UN Women - The Autocomplete Truth

ROLE: CD, Writer, Director

In today's modern age, it's almost unthinkable to consider gender inequality as a persisting issue. UN Women however, sees that despite decades of global advancement, discrimination against women is still rampant worldwide. We needed to lay this bare to audiences in both developed and developing societies, in the effort to reignite a conversation everyone thought was resolved. Using Google's autocomplete function, fed by over 6 billion searches daily, we held up a mirror to the world and exposed the hidden truth on gender bias that still prevails today. The shocking search results became the faces of our integrated campaign, driving men and women to debate the topic on social media, TV talk shows, radio stations, blogs, PR summits and in classrooms worldwide. Through the campaign hashtag (#womenshould), we transformed the globe into one enormous UN forum for the people, paving the way for real change.

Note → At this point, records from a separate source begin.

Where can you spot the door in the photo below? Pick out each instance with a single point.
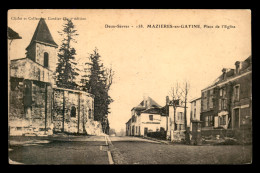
(145, 131)
(236, 118)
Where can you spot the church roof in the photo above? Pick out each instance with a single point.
(42, 34)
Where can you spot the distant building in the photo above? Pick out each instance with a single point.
(227, 103)
(195, 110)
(175, 121)
(145, 117)
(36, 105)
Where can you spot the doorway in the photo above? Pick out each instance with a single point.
(236, 118)
(145, 131)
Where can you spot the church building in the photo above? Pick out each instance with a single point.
(36, 105)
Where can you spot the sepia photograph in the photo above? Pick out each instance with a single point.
(129, 87)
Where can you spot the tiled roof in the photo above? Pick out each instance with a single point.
(246, 66)
(152, 111)
(42, 34)
(11, 34)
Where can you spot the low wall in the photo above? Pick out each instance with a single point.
(157, 135)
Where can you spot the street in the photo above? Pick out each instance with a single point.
(119, 150)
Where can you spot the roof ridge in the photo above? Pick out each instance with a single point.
(42, 34)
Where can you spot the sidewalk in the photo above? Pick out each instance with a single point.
(158, 140)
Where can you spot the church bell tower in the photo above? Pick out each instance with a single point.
(42, 48)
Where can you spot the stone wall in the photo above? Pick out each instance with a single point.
(29, 107)
(77, 109)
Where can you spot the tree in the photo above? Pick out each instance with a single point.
(66, 68)
(98, 83)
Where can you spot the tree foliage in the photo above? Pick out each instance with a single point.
(98, 83)
(66, 70)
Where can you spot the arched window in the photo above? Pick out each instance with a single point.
(46, 59)
(89, 113)
(73, 111)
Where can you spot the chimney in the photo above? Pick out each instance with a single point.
(224, 71)
(238, 65)
(167, 100)
(145, 98)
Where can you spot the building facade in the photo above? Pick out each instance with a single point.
(146, 117)
(227, 103)
(195, 110)
(36, 105)
(174, 111)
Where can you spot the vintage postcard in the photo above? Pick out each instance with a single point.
(129, 86)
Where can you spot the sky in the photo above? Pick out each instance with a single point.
(147, 60)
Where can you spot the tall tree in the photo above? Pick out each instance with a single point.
(66, 70)
(98, 83)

We launched our campaign through Press & Outdoor, revealing for the first time the shocking results about women, which initiated people to join a global discussion on gender equality through our campaign hashtag (#womenshould). We then expanded the conversation through an online film, which contrasts the milestones of women over the last century with today's search results. We seeded this film across news sites and blogs in various languages. We then collaborated with educational institutions around the world, inspiring debates as part of their curriculum. We then maximized exposure through key international PR events (2013 Global PR Summit), which further encouraged a debate on social media. Through an integrated PR strategy and impactful imagery, our message traveled far beyond the borders of print, transcending through multiple channels which all worked together to transform the world into one enormous UN forum for the people, with social media at the center of it all.

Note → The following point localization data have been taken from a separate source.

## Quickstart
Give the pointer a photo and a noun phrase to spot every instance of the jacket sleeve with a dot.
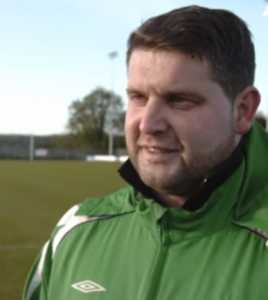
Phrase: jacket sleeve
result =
(37, 283)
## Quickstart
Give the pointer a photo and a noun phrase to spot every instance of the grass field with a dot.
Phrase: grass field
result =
(33, 197)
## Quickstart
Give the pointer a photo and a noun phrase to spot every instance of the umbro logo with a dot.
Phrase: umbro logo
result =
(88, 286)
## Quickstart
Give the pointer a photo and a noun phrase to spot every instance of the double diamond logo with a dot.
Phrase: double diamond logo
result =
(88, 286)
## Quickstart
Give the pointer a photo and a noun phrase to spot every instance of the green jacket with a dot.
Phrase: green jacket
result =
(128, 247)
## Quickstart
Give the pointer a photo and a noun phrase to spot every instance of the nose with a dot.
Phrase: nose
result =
(153, 118)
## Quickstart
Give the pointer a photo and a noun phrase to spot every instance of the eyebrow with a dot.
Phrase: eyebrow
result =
(184, 94)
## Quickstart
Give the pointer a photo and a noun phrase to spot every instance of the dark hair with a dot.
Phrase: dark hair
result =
(215, 35)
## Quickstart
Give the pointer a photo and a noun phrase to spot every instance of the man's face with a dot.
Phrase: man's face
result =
(179, 123)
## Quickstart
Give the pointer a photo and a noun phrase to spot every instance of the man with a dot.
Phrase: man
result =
(193, 221)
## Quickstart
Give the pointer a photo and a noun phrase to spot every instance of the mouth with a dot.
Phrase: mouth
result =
(158, 149)
(158, 154)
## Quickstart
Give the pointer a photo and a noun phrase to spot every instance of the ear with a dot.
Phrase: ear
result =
(245, 107)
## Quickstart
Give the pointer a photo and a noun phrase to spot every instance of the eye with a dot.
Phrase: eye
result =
(137, 98)
(182, 101)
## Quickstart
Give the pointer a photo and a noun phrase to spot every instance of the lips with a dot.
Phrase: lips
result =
(158, 149)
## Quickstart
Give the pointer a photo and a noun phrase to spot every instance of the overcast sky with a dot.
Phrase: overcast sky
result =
(53, 52)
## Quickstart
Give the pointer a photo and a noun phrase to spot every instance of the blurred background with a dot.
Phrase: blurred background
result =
(62, 108)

Results: The Most Shared Ad of 2013 (Adweek). Social Good Campaign of 2013 (Ad Council). The campaign reached 1.2 Billion Global Impressions with over 224 Million Twitter Impressions. More than just mass media coverage in every continent (BBC, The Guardian, Time, Huffington Post, CNN, Times of India, Metro Sweden, Folha de Sao Paulo and countless more) it drove men and women to debate the topic on social media, TV shows, radio stations, blogs, PR summits and in classrooms worldwide, transforming established media channels into one
collective forum for debate on gender equality. With a few simple facts, our integrated campaign made people rethink the state of gender equality today and helped put back the topic on the global agenda.